17 octobre 2016 / Marie Astier (Reporterre)



Un golf, un hôtel de luxe et des lotissements neufs : ce projet, prévu sur une petite commune de l’agglomération d’Alès, promet emplois et touristes. Les opposants y voient un projet immobilier détruisant des terres agricoles. Les habitants se sont prononcés contre, dimanche 16 octobre.

- Actualisation - Lundi 17 octobre 2016 - Les résultats de la consultation sont tombés dimanche 16 au soir : le projet alliant golf et complexe immobilier a été rejeté par 60,02 % des votants, alors que 39,8 % ont voté pour. La participation a atteint 47,8 %, soit plus qu’espéré. La question, proposée par le maire de Saint-Hilaire-de-Brethmas à ses administrés, était : "Êtes-vous favorable à l’implantation sur notre commune du complexe immobilier et golfique d’Alès Agglo ?"

"C’est une belle victoire de cette lutte citoyenne engagée depuis plusieurs années, où nous avons dépensé une énorme énergie face aux moyens financiers et humains de l’Agglo" s’est félicité l’association Saint-Hilaire Durable, qui porte l’opposition à ce projet. "Les habitants ont voté sans ambiguïté. On ne va pas se battre contre leur avis. On prend acte et on valide, mais c’est regrettable", a déclaré au journal Objectif Gard Patrick Guy, conseiller municipal d’opposition qui défendait le projet. Le principal promoteur de cet aménagement, l’agglomération d’Alès, ne s’est pas encore exprimée.

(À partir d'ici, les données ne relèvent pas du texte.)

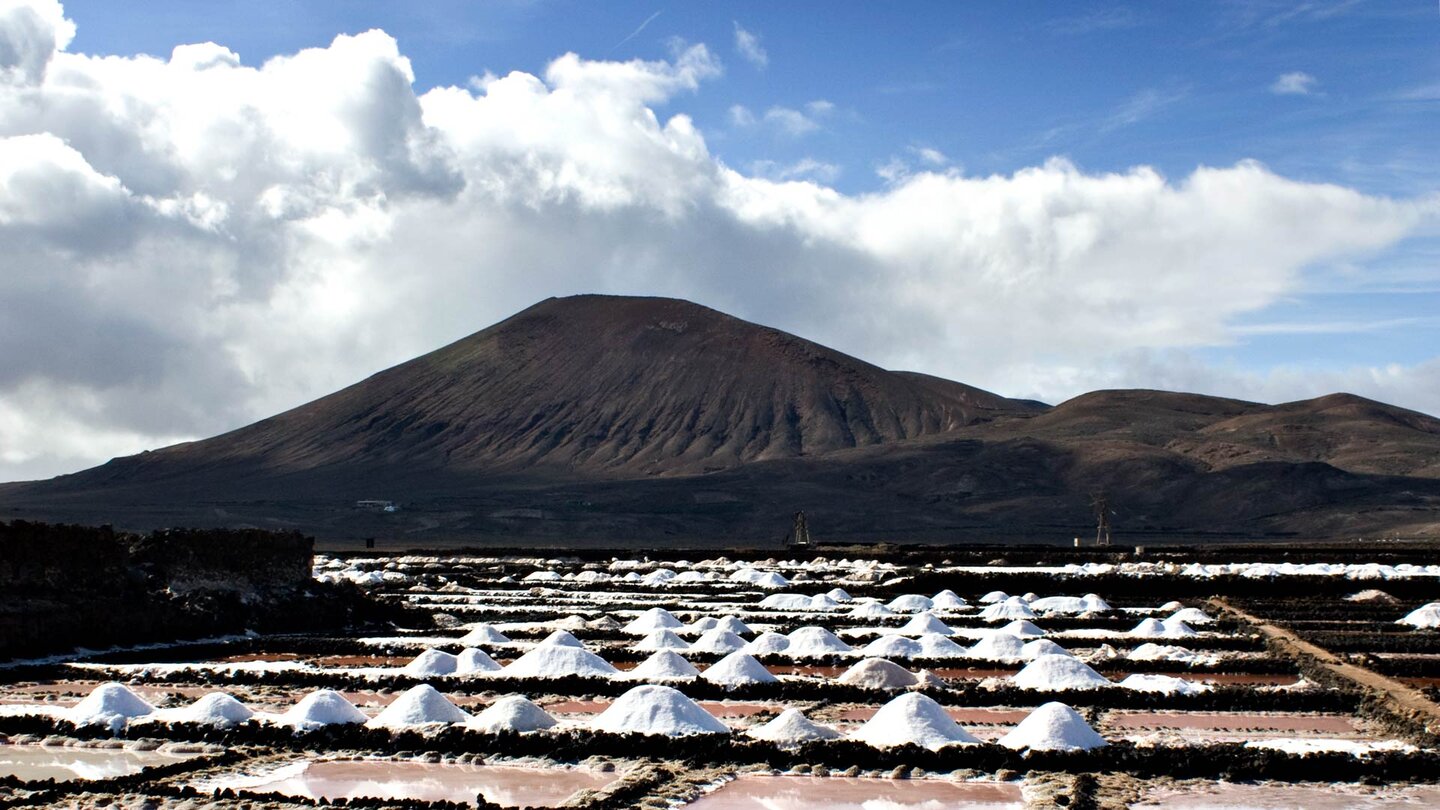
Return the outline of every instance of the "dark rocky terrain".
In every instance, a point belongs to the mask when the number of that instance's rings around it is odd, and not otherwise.
[[[0,660],[395,614],[317,584],[312,556],[298,533],[0,523]]]
[[[645,546],[776,542],[804,509],[821,539],[1068,542],[1097,491],[1138,542],[1437,536],[1440,419],[1344,393],[1051,408],[687,301],[582,295],[212,440],[0,486],[0,513]]]

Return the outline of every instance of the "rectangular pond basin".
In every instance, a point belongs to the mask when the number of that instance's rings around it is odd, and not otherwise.
[[[56,745],[0,745],[0,777],[24,781],[107,780],[138,774],[145,768],[193,760],[199,754],[161,754],[120,748],[71,748]]]
[[[1018,784],[742,775],[685,810],[1021,810]]]
[[[1440,787],[1362,787],[1355,784],[1231,784],[1156,788],[1135,810],[1418,810],[1440,807]]]
[[[304,798],[420,798],[474,803],[477,796],[504,807],[554,807],[579,790],[598,790],[619,774],[583,768],[468,765],[387,760],[314,760],[255,775],[204,780],[203,791],[279,793]]]

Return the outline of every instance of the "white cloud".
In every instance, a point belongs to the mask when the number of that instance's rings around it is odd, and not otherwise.
[[[1280,74],[1270,84],[1270,92],[1276,95],[1310,95],[1315,92],[1316,79],[1310,74],[1295,71]]]
[[[814,157],[802,157],[795,163],[786,164],[780,164],[773,160],[756,160],[750,164],[750,174],[782,183],[788,180],[834,183],[835,179],[840,177],[840,166],[815,160]]]
[[[740,27],[740,23],[734,23],[734,49],[759,71],[770,63],[770,55],[760,45],[760,37]]]
[[[910,151],[914,153],[914,156],[919,157],[922,163],[927,163],[930,166],[946,166],[950,163],[950,159],[945,157],[943,151],[933,147],[913,146],[910,147]]]
[[[71,33],[53,3],[0,6],[0,479],[233,428],[583,291],[1053,398],[1067,369],[1233,340],[1308,267],[1437,215],[1253,163],[906,169],[865,195],[821,160],[746,174],[657,112],[720,74],[701,45],[416,95],[383,32],[259,66]]]
[[[822,127],[821,121],[834,112],[835,105],[819,98],[806,102],[804,110],[776,105],[766,110],[763,115],[756,115],[749,107],[736,104],[730,107],[729,115],[733,127],[752,128],[765,124],[782,135],[798,138],[818,131]]]
[[[1413,365],[1250,370],[1207,363],[1185,350],[1132,350],[1086,366],[1018,365],[1002,375],[1002,382],[1012,392],[1032,396],[1043,392],[1051,402],[1107,388],[1158,388],[1251,402],[1293,402],[1348,392],[1434,414],[1440,404],[1440,357]]]

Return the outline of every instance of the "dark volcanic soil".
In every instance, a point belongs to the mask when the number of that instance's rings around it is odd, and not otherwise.
[[[824,539],[1067,542],[1096,491],[1136,542],[1440,536],[1440,419],[1351,395],[1047,408],[585,295],[222,437],[0,486],[0,515],[645,546],[776,540],[804,509]]]

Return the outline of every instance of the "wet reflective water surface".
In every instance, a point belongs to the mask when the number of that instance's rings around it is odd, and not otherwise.
[[[197,754],[0,745],[0,777],[35,780],[104,780],[140,773],[156,765],[193,760]]]
[[[1020,785],[949,780],[743,775],[687,810],[1020,810]]]
[[[596,790],[615,778],[618,774],[580,768],[321,760],[281,768],[269,780],[240,777],[229,787],[331,801],[364,797],[474,803],[484,796],[505,807],[554,807],[577,790]]]

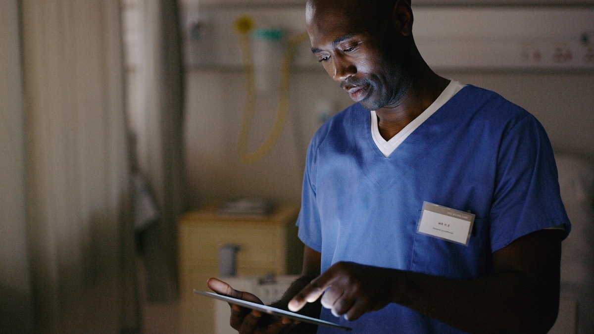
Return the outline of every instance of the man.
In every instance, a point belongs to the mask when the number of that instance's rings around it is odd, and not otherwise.
[[[317,316],[321,300],[321,319],[356,333],[548,331],[570,225],[540,124],[432,72],[407,1],[309,0],[306,12],[312,52],[358,103],[312,139],[298,220],[303,276],[275,305]],[[474,215],[467,239],[421,232],[447,223],[428,218],[444,207]],[[232,308],[241,333],[301,326],[261,317]]]

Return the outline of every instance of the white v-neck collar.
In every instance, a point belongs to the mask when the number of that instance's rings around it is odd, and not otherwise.
[[[396,149],[396,147],[404,141],[415,130],[419,127],[419,125],[421,125],[427,118],[429,118],[431,115],[433,115],[434,112],[441,108],[441,106],[446,104],[446,102],[450,100],[450,99],[459,92],[460,90],[464,88],[465,86],[466,85],[462,84],[458,81],[450,80],[449,84],[447,85],[446,89],[441,92],[441,94],[437,97],[437,99],[431,103],[431,105],[429,106],[429,108],[422,112],[416,118],[413,119],[412,122],[409,123],[400,132],[388,141],[384,139],[381,135],[380,134],[380,128],[378,127],[377,124],[377,115],[375,114],[375,111],[371,111],[371,136],[373,137],[373,141],[375,143],[375,146],[381,151],[384,156],[386,157],[390,156],[390,155]]]

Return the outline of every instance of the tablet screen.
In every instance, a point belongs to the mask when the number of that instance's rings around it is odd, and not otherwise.
[[[214,294],[213,292],[209,292],[208,291],[203,291],[201,290],[197,290],[195,289],[194,289],[194,292],[199,295],[202,295],[203,296],[206,296],[207,297],[217,299],[219,300],[222,300],[224,301],[226,301],[227,303],[235,304],[236,305],[239,305],[239,306],[247,307],[248,308],[251,308],[252,310],[257,310],[258,311],[260,311],[265,313],[268,313],[269,314],[275,314],[279,316],[279,317],[285,317],[287,318],[299,320],[300,322],[312,323],[314,324],[327,326],[328,327],[331,327],[333,328],[342,329],[343,330],[350,331],[351,330],[350,327],[345,327],[343,326],[338,324],[337,323],[327,322],[326,320],[321,320],[320,319],[312,318],[311,317],[308,317],[306,316],[302,316],[299,313],[295,313],[294,312],[291,312],[290,311],[285,311],[285,310],[281,310],[280,308],[277,308],[276,307],[271,307],[270,306],[262,305],[261,304],[257,304],[255,303],[252,303],[251,301],[247,301],[241,299],[237,299],[233,297],[230,297],[229,296],[217,295],[217,294]]]

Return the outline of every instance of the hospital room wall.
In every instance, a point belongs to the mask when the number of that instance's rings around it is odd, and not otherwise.
[[[302,5],[305,0],[282,0]],[[231,0],[182,0],[186,5]],[[273,3],[273,0],[250,0]],[[498,5],[592,7],[594,0],[413,0],[419,5]],[[226,5],[227,7],[230,5]],[[307,43],[307,42],[306,42]],[[437,71],[446,77],[492,89],[534,114],[554,149],[594,159],[594,73]],[[243,73],[188,68],[186,72],[185,160],[190,205],[239,196],[298,201],[307,145],[320,125],[320,102],[334,111],[350,105],[348,96],[320,67],[292,73],[289,116],[279,142],[262,160],[242,163],[237,141],[245,102]],[[255,149],[268,133],[276,101],[260,102],[249,140]]]
[[[497,92],[534,114],[555,150],[594,158],[594,74],[438,72]],[[194,70],[187,73],[187,80],[185,156],[193,206],[239,196],[298,201],[307,144],[320,124],[317,103],[330,102],[339,111],[352,103],[323,70],[293,73],[282,136],[262,160],[245,165],[236,151],[245,100],[243,74]],[[261,103],[248,148],[264,140],[276,112],[276,101]]]

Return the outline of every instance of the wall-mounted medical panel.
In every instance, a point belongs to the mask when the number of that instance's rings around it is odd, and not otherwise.
[[[421,55],[441,70],[594,69],[594,7],[413,7],[413,34]],[[305,30],[301,7],[188,7],[189,67],[239,70],[242,49],[234,23],[248,16],[258,28],[281,29],[287,39]],[[308,40],[295,66],[321,67]]]

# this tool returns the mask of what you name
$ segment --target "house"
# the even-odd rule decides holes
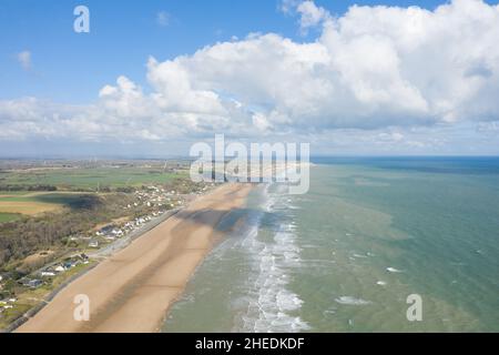
[[[40,287],[42,284],[43,284],[43,282],[38,278],[30,280],[26,283],[26,285],[31,288]]]
[[[40,273],[40,276],[42,277],[53,277],[55,276],[55,272],[52,270],[44,270]]]

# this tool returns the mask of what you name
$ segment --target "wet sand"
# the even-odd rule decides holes
[[[16,332],[157,332],[170,305],[223,231],[220,221],[243,207],[251,184],[225,184],[63,288]],[[75,321],[79,294],[90,320]]]

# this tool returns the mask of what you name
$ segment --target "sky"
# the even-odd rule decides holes
[[[497,1],[2,0],[0,156],[497,155]]]

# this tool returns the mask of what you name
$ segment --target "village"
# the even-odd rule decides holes
[[[169,190],[162,185],[142,186],[133,192],[133,202],[122,206],[123,217],[98,225],[86,233],[68,236],[67,243],[71,247],[64,255],[28,274],[0,273],[0,324],[2,317],[12,320],[22,315],[72,277],[124,247],[213,186],[214,184],[200,184],[195,187],[180,185],[177,190]],[[41,254],[43,253],[48,254]]]

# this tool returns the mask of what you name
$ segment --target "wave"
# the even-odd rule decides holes
[[[356,298],[353,296],[340,296],[338,298],[335,298],[335,301],[339,304],[347,304],[347,305],[354,305],[354,306],[361,306],[366,304],[371,304],[373,302],[366,301],[363,298]]]
[[[236,322],[236,332],[301,332],[309,326],[295,315],[303,301],[288,290],[291,267],[301,265],[299,247],[295,243],[296,224],[277,220],[271,241],[258,239],[258,232],[266,214],[281,210],[283,201],[279,190],[268,192],[269,185],[263,191],[264,202],[261,213],[254,221],[254,227],[247,234],[245,247],[253,258],[253,276],[247,282],[247,296],[244,302],[247,307]],[[273,214],[274,215],[274,214]]]

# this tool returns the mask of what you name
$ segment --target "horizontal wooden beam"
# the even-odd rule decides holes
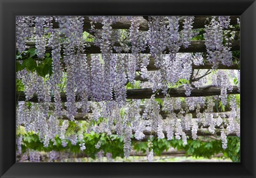
[[[99,47],[96,46],[93,43],[90,43],[90,46],[86,47],[84,48],[85,53],[86,54],[100,54],[101,53],[100,48]],[[27,42],[26,44],[26,46],[30,47],[35,47],[35,43],[34,42]],[[119,46],[119,44],[115,44],[115,46]],[[239,40],[234,40],[231,45],[230,45],[230,50],[231,51],[237,51],[240,50],[240,41]],[[46,53],[51,53],[52,48],[47,47],[46,49]],[[118,53],[115,49],[113,49],[112,50],[113,53]],[[18,52],[18,49],[17,49]],[[191,41],[190,45],[188,46],[188,48],[185,48],[184,46],[181,46],[179,50],[179,53],[200,53],[200,52],[206,52],[206,49],[204,41]],[[169,53],[169,51],[167,49],[165,50],[164,52]],[[62,48],[61,52],[63,53],[63,47]],[[127,53],[132,53],[132,51],[130,50],[129,52],[125,52],[124,50],[121,51],[122,54],[127,54]],[[144,51],[141,52],[141,54],[150,54],[150,49],[148,47],[146,48],[146,49]]]
[[[206,24],[209,24],[209,21],[207,20],[207,18],[211,18],[211,16],[195,16],[194,20],[194,23],[193,24],[193,29],[198,29],[204,28],[204,26]],[[84,25],[83,30],[86,31],[91,29],[91,21],[89,19],[89,16],[84,16]],[[237,18],[239,18],[238,15],[230,16],[230,24],[234,25],[237,23]],[[145,19],[145,16],[138,16],[138,20],[139,23],[139,30],[142,31],[148,30],[148,21]],[[96,29],[102,29],[103,25],[101,24],[102,20],[97,21],[97,23],[95,23],[94,28]],[[179,21],[179,30],[180,31],[183,29],[183,19],[180,20]],[[111,27],[113,29],[129,29],[131,27],[131,21],[127,20],[125,18],[123,18],[121,21],[117,21],[116,23],[111,24]],[[53,28],[59,28],[59,23],[54,21],[53,21]]]
[[[237,86],[233,86],[231,91],[227,91],[227,94],[239,94]],[[153,92],[151,89],[144,88],[139,89],[127,89],[126,90],[126,99],[146,99],[150,98],[151,96],[155,94],[156,98],[163,98],[165,96],[162,92],[162,89],[159,89],[157,93]],[[207,87],[204,89],[204,87],[202,89],[194,89],[191,91],[189,97],[204,97],[209,96],[220,95],[221,88],[216,87]],[[170,97],[188,97],[185,94],[185,90],[183,88],[170,88],[167,90],[167,93]],[[66,93],[61,93],[60,97],[62,102],[67,101],[67,97]],[[90,98],[89,98],[90,99]],[[113,99],[115,99],[114,96]],[[26,101],[26,95],[23,91],[18,91],[16,92],[16,100],[17,101]],[[76,100],[77,101],[77,100]],[[38,102],[38,99],[36,95],[34,96],[28,101]],[[54,98],[52,97],[51,102],[54,102]]]

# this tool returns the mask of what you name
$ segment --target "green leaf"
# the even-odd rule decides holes
[[[18,61],[16,62],[16,72],[23,70],[24,68],[25,68],[24,66],[21,65],[21,64],[20,64],[20,63]]]
[[[32,58],[28,58],[23,61],[22,65],[30,71],[33,71],[34,69],[36,69],[36,62]]]
[[[30,48],[28,50],[28,53],[29,53],[29,57],[32,57],[36,54],[36,48]]]

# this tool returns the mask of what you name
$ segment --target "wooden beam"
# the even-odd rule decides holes
[[[100,54],[101,52],[99,47],[96,46],[92,43],[89,43],[90,44],[90,47],[86,47],[84,48],[85,53],[86,54]],[[35,43],[34,42],[27,42],[26,45],[30,47],[35,47]],[[115,46],[119,46],[119,44],[115,44]],[[237,51],[240,50],[240,41],[239,40],[234,40],[231,45],[230,45],[230,51]],[[46,49],[46,53],[51,53],[52,48],[47,47]],[[117,54],[115,49],[112,49],[113,53],[114,54]],[[18,53],[18,49],[16,49],[17,53]],[[201,52],[206,52],[206,49],[204,41],[191,41],[190,43],[190,45],[188,46],[188,48],[185,48],[183,46],[181,46],[179,50],[179,53],[201,53]],[[164,53],[166,53],[166,54],[169,53],[169,51],[167,49],[165,49]],[[61,53],[63,53],[63,47],[61,48]],[[128,52],[124,50],[121,51],[122,54],[127,54],[132,53],[131,50],[130,50]],[[150,54],[150,49],[148,47],[146,48],[146,49],[141,52],[141,54]]]
[[[203,87],[202,87],[203,88]],[[156,98],[163,98],[165,96],[162,92],[162,89],[159,89],[157,94],[153,92],[150,88],[144,88],[139,89],[127,89],[126,99],[146,99],[150,98],[151,96],[155,94]],[[204,97],[209,96],[220,95],[221,88],[211,87],[206,89],[194,89],[191,91],[191,94],[189,97]],[[170,97],[188,97],[185,94],[185,90],[183,88],[170,88],[167,90],[167,93]],[[238,88],[237,86],[233,86],[231,91],[227,91],[227,94],[239,94]],[[115,99],[114,94],[113,99]],[[62,102],[67,101],[66,93],[61,93],[60,97]],[[90,99],[90,98],[89,98]],[[17,91],[16,92],[17,101],[26,101],[26,95],[23,91]],[[38,102],[38,99],[36,95],[34,95],[32,98],[29,99],[28,101]],[[77,100],[76,99],[76,101]],[[54,98],[52,97],[51,102],[54,102]]]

Ce résultat ouvre un nouveau contentieux entre la commune et l’Agglo : le pré-achat des terrains et les études ont déjà coûté 3 millions d’euros. L’agglomération entend les faire payer à Saint-Hilaire-de-Brethmas, qui se défend d’avoir à récupérer ce passif que les comptes de la municipalité ne pourraient assumer. Le maire de Saint-Hilaire Jean-Michel est pourtant optimiste : "J’espère rencontrer rapidement Max Roustan [président d’Alès Agglo, NDLR] pour lancer une grande consultation et réfléchir sur le futur de ces propriétés foncières. Pourquoi pas la création d’un IUT, il y a un manque à combler sur ce territoire", a-t-il déclaré à Objectif Gard.


- Saint-Hilaire-de-Brethmas (Gard), reportage

Entre les champs fraîchement moissonnés de l’été, les lotissements de maisons individuelles se dispersent. Par-ci par-là, aussi, un vieux mas de pierre. En toile de fond, au-delà des collines, les montagnes du massif des Cévennes dessinent un large panorama surmonté de ciel bleu. On comprend pourquoi Saint-Hilaire-de-Brethmas, petite ville du Gard en périphérie d’Alès, accueille toujours plus d’urbains ravis d’avoir maison et jardin à la campagne tout en n’étant qu’à dix minutes en voiture de la grande ville. Et c’est dans ce paysage que devrait prendre place l’« écosite des Hauts-de-Saint-Hilaire ».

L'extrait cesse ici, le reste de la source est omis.